Late autumn lays bare the skeleton of the garden. A low wind moans over cold ground, and darkness falls at five o’clock with the call for evening meditation. The heritage fruit trees growing at the edge of the cultivated row drop their burden of overripe apples along with any pretension of pedigree, and stand naked in the gloom of the Day of the Dead.

I welcome this haunted time of year when dark swallows light with one swift lunge. Creatures at the shank of night travel undomesticated pathways of the dark. In this somber territory the common bat is my nocturnal teacher and guide, stitching together shadow and light.


I have never been frightened of bats. Curiously, I associate this mascot of Halloween with meditation. In 1990, when our daughter was a baby, we stayed in a tiny attic room in Plum Village, France, for a monthlong meditation retreat led by Thich Nhat Hanh. Under the outside eaves of our garret, a small bat slept, hanging upside down. This bat flew out into the dark every night as we returned from meditation and then came home at daybreak to sleep just as we went out for dawn sitting. Our rhythm of meditation and rest was marked by the counterrhythms of a small brown bat.

Bats, the only warmblooded animals that fly, evolved fifty-three million years ago in the Eocene epoch and now account for more than twenty-five percent of all mammals on earth. Long-lived and fiercely dedicated to their young, more than 1,000 species of bats inhabit every continent except Antarctica. From the Greek, the name for bat is chiroptera, or “hand wing.” Birds fly with their arms and bats fly with their hands, seining the air for insects, echolocating their prey, or feeding on fruit and nectar.

Western civilization has long regarded the bat with fear and superstition. Labeled as the vampire of the night that sucks human blood, or as a flying rat that carries rabies, the bat appears throughout folklore as a companion to witches or as the devil incarnate. But these small secretive mammals who feed and travel under the cover of darkness are vulnerable because they are unknown.

Very few of the descriptions of bats are accurate.

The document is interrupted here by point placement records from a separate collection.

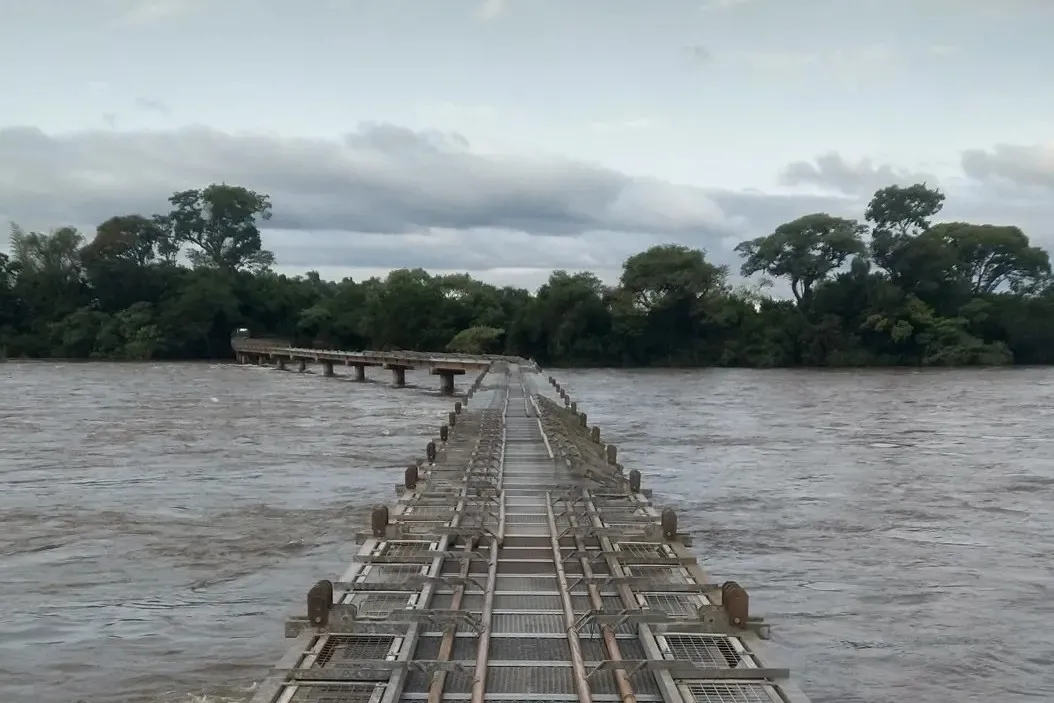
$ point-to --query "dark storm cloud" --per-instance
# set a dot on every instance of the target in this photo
(1011, 164)
(834, 172)
(381, 178)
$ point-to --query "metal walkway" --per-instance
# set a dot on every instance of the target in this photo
(520, 565)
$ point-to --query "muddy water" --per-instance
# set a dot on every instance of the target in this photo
(159, 521)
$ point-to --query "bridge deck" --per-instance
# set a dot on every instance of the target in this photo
(504, 573)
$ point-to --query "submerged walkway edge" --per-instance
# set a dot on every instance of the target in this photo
(523, 563)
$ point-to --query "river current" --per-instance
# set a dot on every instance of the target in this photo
(159, 521)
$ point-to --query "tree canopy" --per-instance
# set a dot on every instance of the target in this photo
(894, 289)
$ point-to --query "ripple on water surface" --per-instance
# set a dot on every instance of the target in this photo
(160, 521)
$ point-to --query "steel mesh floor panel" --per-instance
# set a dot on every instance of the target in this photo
(339, 648)
(583, 603)
(530, 680)
(379, 605)
(722, 691)
(457, 682)
(528, 649)
(643, 682)
(672, 604)
(394, 573)
(428, 648)
(707, 649)
(641, 549)
(540, 622)
(526, 583)
(658, 574)
(406, 548)
(349, 692)
(526, 519)
(526, 602)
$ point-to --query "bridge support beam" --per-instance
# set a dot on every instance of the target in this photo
(398, 373)
(447, 378)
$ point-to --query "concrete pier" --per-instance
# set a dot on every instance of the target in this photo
(447, 367)
(523, 563)
(398, 373)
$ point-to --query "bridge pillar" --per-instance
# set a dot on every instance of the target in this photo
(447, 378)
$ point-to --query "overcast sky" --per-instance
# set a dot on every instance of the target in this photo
(510, 137)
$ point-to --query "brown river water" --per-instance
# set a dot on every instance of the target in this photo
(158, 522)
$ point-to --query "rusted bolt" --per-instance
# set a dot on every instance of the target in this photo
(319, 602)
(736, 603)
(669, 524)
(378, 521)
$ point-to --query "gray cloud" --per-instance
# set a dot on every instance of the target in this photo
(385, 196)
(1012, 164)
(834, 172)
(381, 178)
(153, 105)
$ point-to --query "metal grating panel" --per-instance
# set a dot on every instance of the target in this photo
(346, 692)
(672, 604)
(379, 605)
(658, 574)
(428, 648)
(392, 572)
(526, 519)
(604, 683)
(722, 691)
(526, 583)
(340, 648)
(514, 622)
(529, 680)
(645, 549)
(526, 602)
(707, 649)
(406, 548)
(528, 649)
(456, 682)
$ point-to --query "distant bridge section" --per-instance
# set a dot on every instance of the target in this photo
(447, 367)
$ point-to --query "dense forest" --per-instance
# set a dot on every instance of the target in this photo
(891, 289)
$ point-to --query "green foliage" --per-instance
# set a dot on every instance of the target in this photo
(896, 290)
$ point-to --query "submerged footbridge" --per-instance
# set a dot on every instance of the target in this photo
(522, 563)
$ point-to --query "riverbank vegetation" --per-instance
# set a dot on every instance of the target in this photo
(890, 289)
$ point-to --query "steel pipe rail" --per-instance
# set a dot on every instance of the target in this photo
(522, 563)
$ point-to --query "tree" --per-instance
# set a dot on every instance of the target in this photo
(131, 239)
(988, 257)
(805, 250)
(898, 214)
(221, 222)
(476, 340)
(954, 293)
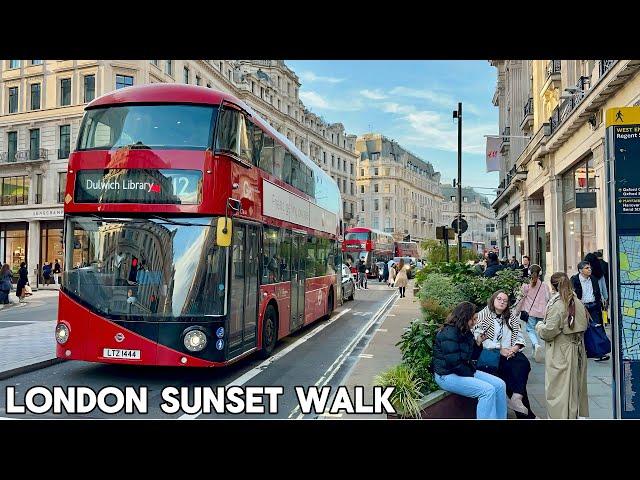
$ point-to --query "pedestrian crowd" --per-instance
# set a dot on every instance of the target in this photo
(480, 354)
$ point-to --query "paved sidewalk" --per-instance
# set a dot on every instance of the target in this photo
(27, 345)
(382, 354)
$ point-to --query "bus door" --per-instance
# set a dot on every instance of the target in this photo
(298, 255)
(243, 289)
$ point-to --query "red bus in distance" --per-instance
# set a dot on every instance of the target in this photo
(368, 244)
(195, 233)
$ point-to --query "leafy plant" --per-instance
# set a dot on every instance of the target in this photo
(407, 386)
(479, 289)
(440, 288)
(416, 345)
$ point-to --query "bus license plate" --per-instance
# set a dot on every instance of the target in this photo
(120, 353)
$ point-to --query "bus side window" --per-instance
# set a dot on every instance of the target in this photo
(228, 131)
(286, 169)
(245, 130)
(266, 155)
(278, 161)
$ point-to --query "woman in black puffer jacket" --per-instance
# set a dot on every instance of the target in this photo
(453, 351)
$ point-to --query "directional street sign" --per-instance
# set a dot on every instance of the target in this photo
(463, 225)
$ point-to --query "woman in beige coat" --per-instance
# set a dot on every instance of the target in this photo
(401, 278)
(563, 330)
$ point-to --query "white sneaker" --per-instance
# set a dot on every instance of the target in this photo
(538, 354)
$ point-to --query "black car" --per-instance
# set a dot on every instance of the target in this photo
(348, 283)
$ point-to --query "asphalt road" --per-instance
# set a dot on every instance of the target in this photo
(320, 354)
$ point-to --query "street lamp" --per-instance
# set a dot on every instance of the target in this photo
(458, 114)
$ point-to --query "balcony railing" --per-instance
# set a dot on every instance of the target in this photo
(553, 67)
(24, 156)
(528, 108)
(605, 65)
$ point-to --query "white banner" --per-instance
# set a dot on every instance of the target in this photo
(493, 154)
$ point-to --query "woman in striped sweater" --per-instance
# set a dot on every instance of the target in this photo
(501, 325)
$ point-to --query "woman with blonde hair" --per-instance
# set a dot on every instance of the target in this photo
(563, 330)
(401, 278)
(532, 307)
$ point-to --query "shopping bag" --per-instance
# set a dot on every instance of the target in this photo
(596, 341)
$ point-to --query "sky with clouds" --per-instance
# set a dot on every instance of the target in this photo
(411, 102)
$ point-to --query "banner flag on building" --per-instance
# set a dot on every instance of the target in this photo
(493, 154)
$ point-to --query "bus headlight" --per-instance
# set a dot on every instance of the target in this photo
(195, 340)
(62, 333)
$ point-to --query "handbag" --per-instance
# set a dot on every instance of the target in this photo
(489, 359)
(524, 315)
(596, 341)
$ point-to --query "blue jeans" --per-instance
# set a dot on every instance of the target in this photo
(531, 330)
(490, 391)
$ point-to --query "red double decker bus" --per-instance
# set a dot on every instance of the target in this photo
(195, 233)
(406, 249)
(368, 244)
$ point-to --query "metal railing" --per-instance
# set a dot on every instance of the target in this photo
(24, 156)
(528, 108)
(553, 67)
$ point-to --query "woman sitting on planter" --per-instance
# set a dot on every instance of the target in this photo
(501, 326)
(453, 350)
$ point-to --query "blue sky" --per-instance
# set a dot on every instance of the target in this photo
(411, 102)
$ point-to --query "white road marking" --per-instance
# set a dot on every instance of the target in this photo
(244, 378)
(335, 366)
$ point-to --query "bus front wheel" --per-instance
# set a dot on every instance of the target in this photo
(269, 332)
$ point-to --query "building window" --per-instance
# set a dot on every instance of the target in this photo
(38, 198)
(15, 190)
(123, 81)
(89, 88)
(35, 96)
(62, 185)
(34, 144)
(65, 91)
(13, 99)
(65, 141)
(12, 146)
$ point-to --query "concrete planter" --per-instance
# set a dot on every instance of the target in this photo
(443, 405)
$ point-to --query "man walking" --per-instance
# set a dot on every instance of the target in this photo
(362, 274)
(588, 291)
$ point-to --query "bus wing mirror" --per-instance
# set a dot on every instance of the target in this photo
(224, 230)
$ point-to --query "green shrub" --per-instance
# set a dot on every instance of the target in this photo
(479, 289)
(407, 388)
(416, 345)
(441, 289)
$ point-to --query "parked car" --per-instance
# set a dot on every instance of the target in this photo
(380, 266)
(348, 283)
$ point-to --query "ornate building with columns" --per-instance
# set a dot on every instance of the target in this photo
(41, 107)
(542, 207)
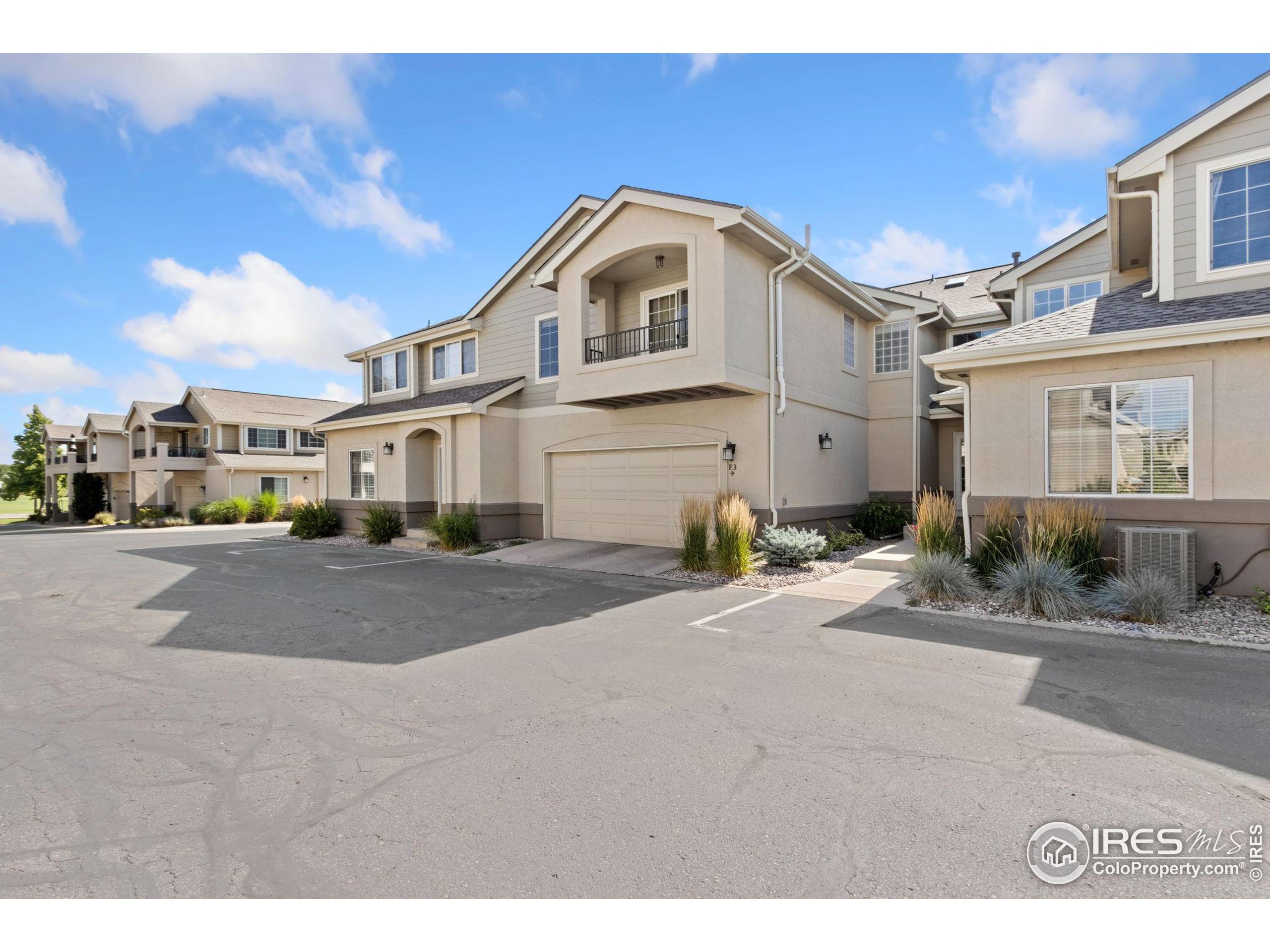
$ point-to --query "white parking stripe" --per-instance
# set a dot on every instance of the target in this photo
(701, 622)
(395, 561)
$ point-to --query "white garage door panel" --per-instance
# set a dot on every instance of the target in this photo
(628, 495)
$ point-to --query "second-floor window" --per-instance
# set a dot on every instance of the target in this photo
(890, 347)
(454, 359)
(1241, 215)
(389, 372)
(266, 438)
(1049, 300)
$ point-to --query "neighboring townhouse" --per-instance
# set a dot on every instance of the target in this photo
(1135, 372)
(216, 443)
(64, 456)
(647, 347)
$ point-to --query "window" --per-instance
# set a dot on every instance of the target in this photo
(389, 372)
(549, 347)
(1049, 300)
(361, 474)
(965, 337)
(266, 438)
(849, 341)
(890, 347)
(277, 485)
(1121, 440)
(1241, 215)
(454, 359)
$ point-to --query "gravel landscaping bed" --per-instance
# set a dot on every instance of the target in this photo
(1222, 617)
(778, 577)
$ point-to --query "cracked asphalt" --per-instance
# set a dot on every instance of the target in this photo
(191, 713)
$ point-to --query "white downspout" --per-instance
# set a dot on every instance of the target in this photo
(965, 452)
(915, 362)
(1155, 233)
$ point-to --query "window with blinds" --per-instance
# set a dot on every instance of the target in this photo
(1131, 438)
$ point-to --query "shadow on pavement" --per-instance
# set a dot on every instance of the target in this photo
(291, 606)
(1201, 701)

In fact, bats play an invisible role in the balance of nature, although they themselves are disproportionately endangered mammals, many species threatened with extinction by modern technology, herbicide and pesticide use, or human intervention. Yet the 20 million bats who shelter inside the Bracken Cave near San Antonio, Texas, consume 250 tons of pestiferous insects nightly, and the pollination and productivity of vanilla beans, wild peaches, avocados, bananas, figs, and mangoes depends primarily on healthy and hungry populations of bats.

In India, the flying fox bat is held sacred. A colony of such bats has roosted in a huge banyan tree for decades, pollinating acres of local figs and mangoes on their nightly flights. In Chinese, the words for “bat” and “happiness” sound identical. In ancient Chinese art, wu-fu, a well-known image, is composed of five bats circling shou, a symbol for prosperity. These bats represent the five classical joys of old China—health, wealth, long life, good luck, and abiding tranquility.

In Muir Woods National Monument in northern California, a scant three miles from our home, some sixteen species of migratory, colonial, matriarchal, or solitary bats live in the protection of the old-growth forest. In late October, two of my closest friends and colleagues were married in these woods at nightfall. As their quiet vows rose up from the well of darkness, I remembered a favorite passage from the eighth-century Chinese poem widely known as the “Sandokai”:

In the light there is darkness,
don’t take it as darkness;
in the dark there is light,
don’t see it as light.

Far overhead we heard the rustling of a cloud of invisible bats rising out of the shelter of black fire scars, filling the autumn night with ancient joy.